Although there is no limit on the number of Import Containers as of now, you may expect to have some expiration or deletion policy on them in the future. Although there is no limit on the number of Import Operations or the number of Import Requests per container, we recommend breaking down containers per 200 000 Import Operations especially if you would be querying these containers. In case you have an event based architecture and you do not plan to actively monitor these containers, you could have more Import Operations per container, even up to 500 000 or more.
You can delete Import Containers at your own convenience. As of now there is no limit on the number of Import Containers. We recommend using more containers with less data over more data in less containers. You may expect to have some expiration or deletion policy on containers in the future.
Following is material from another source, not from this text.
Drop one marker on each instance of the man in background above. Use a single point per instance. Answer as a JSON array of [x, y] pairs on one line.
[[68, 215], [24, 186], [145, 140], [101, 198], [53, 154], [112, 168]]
You do not need to clean up an Import Container as Import Operations are automatically deleted 48 hours after they are created. If you need, you can delete the Import Container. This will immediately delete all Import Operations in the container. However, already imported data will not be deleted from the platform.
As the batch size is limited to 20 per Import Request, if you have a huge number of resources to import, we recommend doing thread optimization to send your data as fast as possible to an Import Container. Please note that as soon as the first Import Request is received by the Import Container, it already starts to import asynchronously.
- Two of our monitoring endpoints, Import Summary and Query Import Operations, are container based. You may call the Import Summary endpoint for a quick summary and later fetch details using the Query Import Operations endpoint.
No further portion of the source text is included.